Before closing, we want to comment on the problem of genotyping error in dispersed seeds due to DNA quality, which often declines as the seed ages in its dispersed location, be it an acorn woodpecker granary, embedded within animal faeces or beneath the soil. As time since removal from the source tree increases, the number of genotyping errors observed in maternally derived seed tissue (in terms of mismatches with respect to original seed-source genotype) will increase. Our results emphasize the preponderance of null-allele errors under these conditions (Table 1) and underscore the benefits of allowing for such errors during assignment analyses. As we did observe some variation among loci in the occurrence of null genotyping error (Table 1) (Pemberton et al. 1995), different systems may exhibit different error profiles. We also found during our regenotyping analysis that while most samples provided consistent genotypes, some samples (8%) provided inconsistent genotypes with much higher occurrence of null alleles (Table 1). Depending on sample sizes and study design, it is preferable to drop such poor samples from the data set on the basis of genetic inconsistency. Another issue not immediately apparent from our regenotyping efforts is that fully 13% of the remaining acorns with consistent genotypes were assigned to a source tree because we conservatively accounted for genotyping error, especially null alleles, during assignment. Future studies should address the possibility of cryptic genotyping error during assignment analyses. For studies using maternally derived tissue from older seeds, our findings offer some good rules for deciding when to include samples in the final data set.

Conclusions

The social behaviour of acorn woodpeckers restricts both the distance and the variety of directions in which they transport acorns away from oak trees. Woodpecker foraging decisions are based on patterns more complicated than simple local seed-source density and appear to vary locally on a granary-by-granary basis. Future work should explore more elaborate foraging models based on conditions specific to particular foraging territories. The observations we report here are probably general for acorn woodpeckers, but seed dispersers with different social systems may well show different, although equally idiosyncratic, patterns of seed movement (Krijger et al. 1997; J. Karubian, unpublished data; Russo, Portnoy & Augspurger 2006).

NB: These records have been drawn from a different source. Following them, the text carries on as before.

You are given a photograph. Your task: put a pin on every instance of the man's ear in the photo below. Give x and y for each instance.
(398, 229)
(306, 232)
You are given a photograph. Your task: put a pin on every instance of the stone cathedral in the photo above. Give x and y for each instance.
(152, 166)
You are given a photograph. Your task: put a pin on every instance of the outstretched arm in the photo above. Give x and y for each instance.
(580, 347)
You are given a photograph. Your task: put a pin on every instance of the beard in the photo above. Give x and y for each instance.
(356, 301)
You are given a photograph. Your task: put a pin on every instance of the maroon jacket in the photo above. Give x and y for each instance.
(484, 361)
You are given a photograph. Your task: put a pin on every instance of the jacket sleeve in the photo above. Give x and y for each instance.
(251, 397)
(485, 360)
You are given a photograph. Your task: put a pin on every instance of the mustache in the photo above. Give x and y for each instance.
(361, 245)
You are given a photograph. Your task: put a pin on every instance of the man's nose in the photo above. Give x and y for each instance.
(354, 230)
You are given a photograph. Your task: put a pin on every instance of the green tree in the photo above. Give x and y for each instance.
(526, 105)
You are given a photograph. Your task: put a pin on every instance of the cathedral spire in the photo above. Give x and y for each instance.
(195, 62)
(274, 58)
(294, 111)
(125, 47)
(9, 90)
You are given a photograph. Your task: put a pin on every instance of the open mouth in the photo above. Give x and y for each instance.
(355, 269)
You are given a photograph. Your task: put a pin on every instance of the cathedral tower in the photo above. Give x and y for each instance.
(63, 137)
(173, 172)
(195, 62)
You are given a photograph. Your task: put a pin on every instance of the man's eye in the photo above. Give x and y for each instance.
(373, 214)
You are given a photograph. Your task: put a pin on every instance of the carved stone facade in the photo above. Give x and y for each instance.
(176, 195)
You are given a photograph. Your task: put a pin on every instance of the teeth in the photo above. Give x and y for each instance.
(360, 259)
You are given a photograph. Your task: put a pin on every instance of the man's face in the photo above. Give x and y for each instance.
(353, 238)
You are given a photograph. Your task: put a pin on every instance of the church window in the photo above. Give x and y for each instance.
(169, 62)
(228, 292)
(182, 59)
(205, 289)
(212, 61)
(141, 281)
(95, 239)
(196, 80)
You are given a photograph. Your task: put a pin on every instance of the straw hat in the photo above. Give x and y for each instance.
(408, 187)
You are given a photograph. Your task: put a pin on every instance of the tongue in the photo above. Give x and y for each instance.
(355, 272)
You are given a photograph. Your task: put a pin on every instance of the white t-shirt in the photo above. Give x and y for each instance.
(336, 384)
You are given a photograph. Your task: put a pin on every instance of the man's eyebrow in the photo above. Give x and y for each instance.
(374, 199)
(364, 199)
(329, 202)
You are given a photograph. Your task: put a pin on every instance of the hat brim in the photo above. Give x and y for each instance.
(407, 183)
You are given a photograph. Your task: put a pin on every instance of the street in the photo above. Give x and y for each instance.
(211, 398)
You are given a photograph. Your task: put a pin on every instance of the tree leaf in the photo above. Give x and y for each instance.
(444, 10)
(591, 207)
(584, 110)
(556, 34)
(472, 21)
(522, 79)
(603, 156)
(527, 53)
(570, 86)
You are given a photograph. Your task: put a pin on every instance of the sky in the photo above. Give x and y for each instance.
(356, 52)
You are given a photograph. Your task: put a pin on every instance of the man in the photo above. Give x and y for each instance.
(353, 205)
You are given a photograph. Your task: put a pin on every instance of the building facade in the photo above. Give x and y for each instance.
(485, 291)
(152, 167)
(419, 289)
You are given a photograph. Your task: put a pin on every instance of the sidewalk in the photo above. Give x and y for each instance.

The important point is that seed dispersal patterns will probably make sense only in light of the foraging behaviour of the animal vectors.

Acknowledgements

This work was supported by US National Science Foundation Grants NSF-DEB-0516529 and NSF-DEB-0514956 to V.L.S. and P.E.S., respectively. We thank Edith Martinez, Karen Lundy, Charles Winder, Brian Alfaro, Belén Sánchez Humanes, Luisa Herrera, Hongfang Wang, Oscar Chaves, Rachel Buchwalter, Delphine Grivet and Tessa Roorda for help in the field and laboratory. Thanks to members of the Sork laboratory for helpful comments, and to the Editors and two anonymous referees whose suggestions greatly improved the manuscript.